Grid Templates and Item Placement

Grid Anatomy

Before we dive into templates, there are a few terms you should be familiar with when we talk about grids.

  • Grid cells are the singular units created by the rows and columns.
  • Grid lines start from 1 and count the lines dividing grid rows and columns.
  • Grid tracks are the "alleys" between lines (where content is placed).
  • Grid areas are regions where content can be placed, which may be a single grid cell or a rectangle of multiple grid cells.
  • grid tracks
  • grid lines
  • grid cell
  • grid area

Planning Your Grid

A really good technique for figuring out how to set up a grid in CSS is to sketch over a mockup of your design. Drawing straight lines through the mockup can help your figure out how many columns and rows will be needed.

When planning a grid based layout, it helps to sketch dividing lines and numbers over your design.

Grid Templates

The template defines how many columns (and optionally rows) the grid should have, how big they should be, and whether they have names that we can refer to later.

Very often you'll only need to set up the columns, and you can let the row count and heights be determined automatically based on the content.
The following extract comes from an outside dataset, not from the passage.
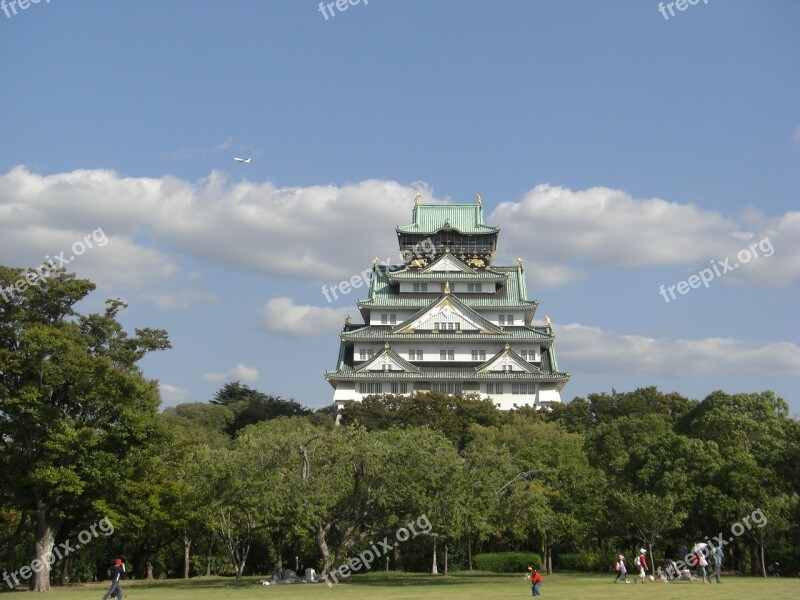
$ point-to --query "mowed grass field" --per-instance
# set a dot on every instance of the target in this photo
(394, 586)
Most of the figures on this page do define row heights only for illustration, since there's no actual content in these grids!

.grid-container {
    display: grid;
    grid-template-columns: 1fr 1fr 1fr 1fr;
    grid-template-rows: 5em 5em;
}

If you happen to have more items than the number of columns and rows you defined in your template, the grid algorithm will continue adding automatically sized rows or columns until all the elements have been placed on the grid.

Repeat Syntax

If multiple columns or rows are going to be the same size, you can save yourself some typing using the repeat() function. This will pop up again later in the more advanced grid features!

.grid-container {
    display: grid;
    grid-template-columns: repeat(4, 1fr);
    grid-template-rows: 5em 5em;
}

Placing Items on The Grid

By default, Grid places one item at a time across each column, wrapping to new rows as needed.

We can let the grid algorithm handle laying out all of our content, or we can explicitly place items on the grid (or both). There are several ways to do this. For whole-page layouts, the ascii method with named areas is probably easiest. For smaller or more abstract grids, you may skip all the naming and just reference grid lines by their numbers. Any method works though, so use whatever makes the most sense to you starting out, and experiment with the others after you've had some practice.

Numbered Lines

Numbered line placement lets you specify a start and an end, or both using a shorthand, or a start and a span. All three of the following examples produce the same output:

.grid-container {
    display: grid;
    grid-template-columns: repeat(6, 1fr);
    grid-template-rows: 5em 5em;
}

.placed-grid-item {
    /* Specify a starting line and an ending line */
    grid-column-start: 2;
    grid-column-end: 5;

    /* Or start / end shorthand. Don't forget spaces around the forward slash! */
    grid-column: 2 / 5;

    /* Or specify a starting point, and how many rows or columns the item should cover. */
    grid-column: 2 / span 3;
}

Named Lines

You can give names to specific grid lines in your template for easier reference later. The names can be anything you want, but if you're defining start and end points, you get some extra perks for using -start and -end in your names.

.grid-container {
    grid-template-columns: 1fr [banner-start] repeat(3, 1fr) [banner-end] 1fr;
    grid-template-rows: 5em 5em;
}

.placed-grid-item {
    grid-column-start: banner-start;
    grid-column-end: banner-end;
}

Named Areas

CSS Grid also has an awesome feature that lets you build an ascii diagram for named areas.

.grid-container {
    grid-template-columns: 1fr 4fr;
    grid-template-areas: "header header"
                         "nav    main  "
                         ".      main  "
                         "footer footer";
}

.placed-grid-item {
    grid-area: main;
}

Each unique word becomes a named area that you can place items into. Here I'm using the same names as some of the HTML semantic tags, but you can use any names that make sense for your design.

White space separates columns, so if you want three columns you'll need three words per line. Each string (set of words between quotes) represents another row. You can use dots . to designate blank spaces.

This property is very flexible about letting you use white space in the code to line up your area names. You can put multiple spaces between words to line them up, and the strings do not have to be on separate lines (though it's easier to see that way).

The diagram does not have to be visually proportional to the sizes of your rows and columns in the grid. For example, even if your "nav main" area is by far the tallest portion of the page, you do not need to repeat those areas on multiple lines.

Named areas and the ascii template method are really handy when using media queries. We can redefine the template once, and keep all of the area names on the different grid items.

Implicit Naming of Areas and Lines

Grid has one other trick up its sleeve regarding named lines and named areas. When you define a named area (e.g. main), you can also reference its boundary lines using [main-start] and [main-end]. Similarly, if your grid template has lines named [main-start] and [main-end], Grid creates an area called main for you.

This works for both columns and rows. The only catch is you must always use -start and -end when referring to the lines.